The Australian dollar strengthened across the board against its major counterparts on Tuesday, with risk sentiment risking among investors. Two of the main drivers behind AUDGBP, AUDEUR and AUDUSD gaining in value were the EU’s agreement on a €750bn coronavirus recovery plan, coupled with comments in a speech by RBA governor Philip Lowe. AUD also started the week off on the front foot, on the back of news that Coronavirus vaccine testing at Oxford University is showing signs of creating immunity to the virus.
As a commodity-based currency it is typical to see AUD gain significantly in times where risk sentiment amongst investors is higher. Throughout yesterday’s trading, AUDUSD gained by almost 1.5% and AUDGBP by 1%. If you are currently holding AUD you are looking to sell, now could be a great time to get in contact with us to find out how our specialist currency service at Foreign Currency Direct could help you take advantage of this spike in AUD value, which are close to some of the best levels to sell AUD in 12 months.

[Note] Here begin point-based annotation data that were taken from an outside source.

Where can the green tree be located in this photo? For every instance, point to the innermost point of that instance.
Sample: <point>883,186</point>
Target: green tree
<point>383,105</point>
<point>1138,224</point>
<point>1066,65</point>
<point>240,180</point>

Positive Vaccine Tests Boost AUD Value
Although there is still much work to be done, the initial testing of the Coronavirus vaccine developed in Oxford University has been positive and there are fresh hopes this could help lead to a treatment to the virus becoming administered globally by next year. Professor Gilbert from the University of Oxford stated after the results were published: “There is still much work to be done before we can confirm if our vaccine will help manage the COVID-19 pandemic, but these early results hold promise.” News of this story is likely to continue to have an impact on the value of AUD moving forward and is worth following if you have an upcoming AUD transfer.
This news helped AUD start the week off positively across the board and was further bolstered on the news that the EU have agreed their Coronavirus recovery programme to help ailing economies in the bloc withstand the aftereffects of the lockdown measures implemented in recent months. Although this news is likely to see the euro gain moving forward due to the solidarity within the bloc it highlights, it has seen the single currency fall in value against many of its major counterparts including GBP and AUD as it has been the catalyst for a shift in investor risk appetite.
AUD Reaction to RBA Meeting Minutes and Lowe Speech
In the early hours of this morning following the latest minutes from the Reserve Bank of Australia (RBA) policy meeting, comments from governor Philip Lowe have helped cement AUD’s recent move. There were attempts to weaken the currency, with Lowe admitting he would like to see AUD lower in order not to price out their exports but confirmed that the exchange rate is “broadly aligned with its fundamentals”. There was no change to interest rates in the latest meeting, but Lowe did confirm that the RBA would not rule out a change in policy “if circumstances warranted” and clarified that “negative interest rates in Australia remain extraordinarily unlikely.”
Another key factor to keep an eye out for regarding the future of AUD is the government’s controlling of COVID-19 which has seen localised lockdowns reintroduced in areas where a spike in cases had been seen. When these measures were announced a few weeks back we saw AUD weaken as a result. Cases across the nation passed the 12,000 mark earlier this week, much lower than in many other economies, but these lockdown measures will likely hamper the economy when many others are starting to reopen, and this could see AUDGBP weaken further going forward.
Other data releases to look out for later this week that could affect AUD value include the National Australia Bank’s business confidence numbers on Thursday morning, which will give a good indication of how businesses are coping with the current climate and where they see future activity. Friday also sees Manufacturing and Services PMI which should also give a good indicator in to how the economy is performing.